É um padrão aberto de interoperabilidade para vídeo IP, criado em 2008 por Axis, Bosch e Sony. Ele define perfis (S, T, G, M, entre outros) que permitem câmera, NVR e software de gerenciamento de fabricantes diferentes se comunicarem sem depender do SDK proprietário de cada marca.
Toda câmera IP tem ONVIF?
Não. Cada fabricante decide se certifica o produto, e em qual perfil. A forma confiável de confirmar é consultar o banco de dados oficial de produtos conformes em onvif.org, filtrando por fabricante, modelo e perfil — o anúncio do produto sozinho não é garantia.
Qual a diferença entre Profile S e Profile T?
Profile S cobre streaming básico de vídeo e áudio, e é o perfil legado do mercado (sem novas conformidades após 31/03/2027). Profile T é o novo padrão: exige H.265, cobre eventos, ajuste de imagem, PTZ e áudio bidirecional. Para projetos novos, Profile T é a recomendação.

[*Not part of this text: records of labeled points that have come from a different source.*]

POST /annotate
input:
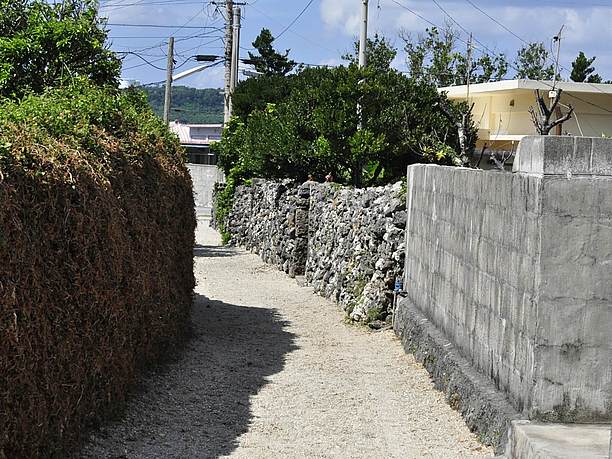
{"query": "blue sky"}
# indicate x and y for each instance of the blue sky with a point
(328, 28)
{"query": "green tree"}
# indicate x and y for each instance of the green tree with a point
(313, 130)
(582, 70)
(379, 53)
(436, 58)
(531, 63)
(44, 45)
(269, 61)
(257, 92)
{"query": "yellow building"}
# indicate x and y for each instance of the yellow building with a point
(501, 109)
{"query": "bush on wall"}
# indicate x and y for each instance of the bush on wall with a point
(96, 272)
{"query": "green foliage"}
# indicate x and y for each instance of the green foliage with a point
(44, 45)
(256, 93)
(435, 58)
(313, 129)
(97, 218)
(189, 105)
(531, 63)
(582, 70)
(268, 61)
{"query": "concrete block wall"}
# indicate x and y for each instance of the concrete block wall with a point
(516, 269)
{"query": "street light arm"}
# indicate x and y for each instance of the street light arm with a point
(186, 73)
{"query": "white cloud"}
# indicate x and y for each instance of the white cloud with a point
(209, 78)
(586, 28)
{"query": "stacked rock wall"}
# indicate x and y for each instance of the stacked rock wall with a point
(356, 247)
(349, 243)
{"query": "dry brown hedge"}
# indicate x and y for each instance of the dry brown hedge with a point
(96, 273)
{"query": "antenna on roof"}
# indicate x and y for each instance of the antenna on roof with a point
(557, 40)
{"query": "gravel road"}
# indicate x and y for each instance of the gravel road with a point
(272, 371)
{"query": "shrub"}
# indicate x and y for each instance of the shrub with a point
(96, 273)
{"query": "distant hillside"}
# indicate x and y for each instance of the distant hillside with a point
(189, 105)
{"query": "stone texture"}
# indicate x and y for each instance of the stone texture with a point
(356, 247)
(349, 243)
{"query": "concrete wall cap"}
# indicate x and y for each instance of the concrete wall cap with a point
(564, 155)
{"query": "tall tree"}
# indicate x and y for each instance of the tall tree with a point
(43, 45)
(582, 70)
(269, 61)
(437, 58)
(379, 53)
(531, 63)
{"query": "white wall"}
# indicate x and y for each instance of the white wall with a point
(204, 179)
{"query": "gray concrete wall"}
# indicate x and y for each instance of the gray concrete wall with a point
(204, 178)
(516, 269)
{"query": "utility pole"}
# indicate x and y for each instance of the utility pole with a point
(557, 39)
(227, 108)
(235, 50)
(363, 37)
(469, 68)
(363, 61)
(169, 70)
(553, 104)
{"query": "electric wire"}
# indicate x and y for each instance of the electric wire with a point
(492, 54)
(310, 2)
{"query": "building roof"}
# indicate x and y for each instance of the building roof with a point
(455, 92)
(184, 132)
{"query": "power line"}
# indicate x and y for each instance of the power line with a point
(303, 37)
(161, 26)
(524, 41)
(492, 54)
(295, 20)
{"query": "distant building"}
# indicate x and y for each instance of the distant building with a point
(502, 117)
(197, 138)
(125, 83)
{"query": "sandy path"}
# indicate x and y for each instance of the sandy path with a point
(273, 371)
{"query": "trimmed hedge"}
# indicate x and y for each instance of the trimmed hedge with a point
(96, 273)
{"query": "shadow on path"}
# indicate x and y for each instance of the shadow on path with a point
(198, 406)
(213, 251)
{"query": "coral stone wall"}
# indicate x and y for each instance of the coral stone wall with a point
(349, 243)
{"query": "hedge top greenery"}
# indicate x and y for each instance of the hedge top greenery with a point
(44, 45)
(96, 237)
(96, 229)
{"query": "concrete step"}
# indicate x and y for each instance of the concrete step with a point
(530, 440)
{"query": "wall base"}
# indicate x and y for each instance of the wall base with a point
(485, 409)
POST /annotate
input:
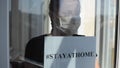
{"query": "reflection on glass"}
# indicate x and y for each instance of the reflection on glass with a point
(32, 18)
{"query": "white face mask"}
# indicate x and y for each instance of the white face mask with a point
(69, 16)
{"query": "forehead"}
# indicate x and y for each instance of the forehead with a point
(69, 7)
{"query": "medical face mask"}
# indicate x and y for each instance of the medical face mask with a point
(69, 17)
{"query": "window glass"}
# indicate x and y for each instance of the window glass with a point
(31, 18)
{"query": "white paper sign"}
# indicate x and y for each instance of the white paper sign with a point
(70, 52)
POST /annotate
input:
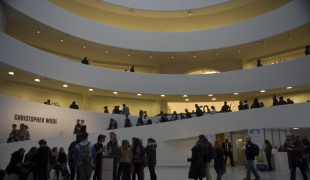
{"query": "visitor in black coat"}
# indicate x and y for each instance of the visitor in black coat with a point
(15, 165)
(197, 168)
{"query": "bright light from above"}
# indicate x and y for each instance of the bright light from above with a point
(210, 72)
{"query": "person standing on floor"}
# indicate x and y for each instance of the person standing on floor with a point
(84, 158)
(250, 155)
(208, 154)
(125, 161)
(42, 160)
(126, 110)
(268, 152)
(99, 148)
(71, 151)
(219, 164)
(227, 147)
(197, 167)
(295, 153)
(151, 157)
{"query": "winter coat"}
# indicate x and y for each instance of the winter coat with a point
(219, 159)
(197, 167)
(12, 167)
(151, 153)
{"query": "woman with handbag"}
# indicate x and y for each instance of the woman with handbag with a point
(125, 161)
(197, 169)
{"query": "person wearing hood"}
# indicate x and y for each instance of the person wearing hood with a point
(151, 157)
(15, 165)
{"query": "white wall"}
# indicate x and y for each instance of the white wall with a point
(174, 138)
(66, 118)
(167, 5)
(266, 77)
(280, 20)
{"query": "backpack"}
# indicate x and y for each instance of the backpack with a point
(84, 155)
(256, 150)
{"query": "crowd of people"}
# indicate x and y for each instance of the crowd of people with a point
(84, 157)
(21, 134)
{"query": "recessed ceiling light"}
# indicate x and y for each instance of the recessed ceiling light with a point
(289, 37)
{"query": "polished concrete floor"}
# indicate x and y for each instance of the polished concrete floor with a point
(232, 173)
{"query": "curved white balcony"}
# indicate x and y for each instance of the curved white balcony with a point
(285, 18)
(291, 73)
(166, 5)
(167, 134)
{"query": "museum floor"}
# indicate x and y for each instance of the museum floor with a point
(232, 173)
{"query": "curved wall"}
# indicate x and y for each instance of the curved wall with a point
(291, 73)
(167, 134)
(288, 17)
(166, 5)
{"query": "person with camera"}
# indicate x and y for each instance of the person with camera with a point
(295, 153)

Câmera de uma marca funciona em NVR de outra?
Geralmente sim, para visualização e gravação básica, se as duas forem conformes ao mesmo perfil ONVIF (normalmente Profile S ou T). Funções avançadas — detecção inteligente de IA, controle PTZ completo, áudio bidirecional — costumam exigir protocolo nativo do fabricante, não só ONVIF.
O que é o ONVIF Device Manager?
É um software gratuito e de código aberto (Windows) usado para descobrir câmeras ONVIF na rede, abrir o stream RTSP para teste, acessar serviços do dispositivo (Device, Media, Imaging, Analytics, Events, PTZ) e atualizar firmware. É a ferramenta de diagnóstico mais prática para isolar problema de rede, câmera ou gravador em campo.
Preciso de usuário ONVIF separado do login da câmera?
É a prática recomendada pela maioria dos fabricantes. Um usuário dedicado para a integração ONVIF evita misturar permissões com o acesso administrativo da câmera e facilita isolar o problema quando algo para de funcionar.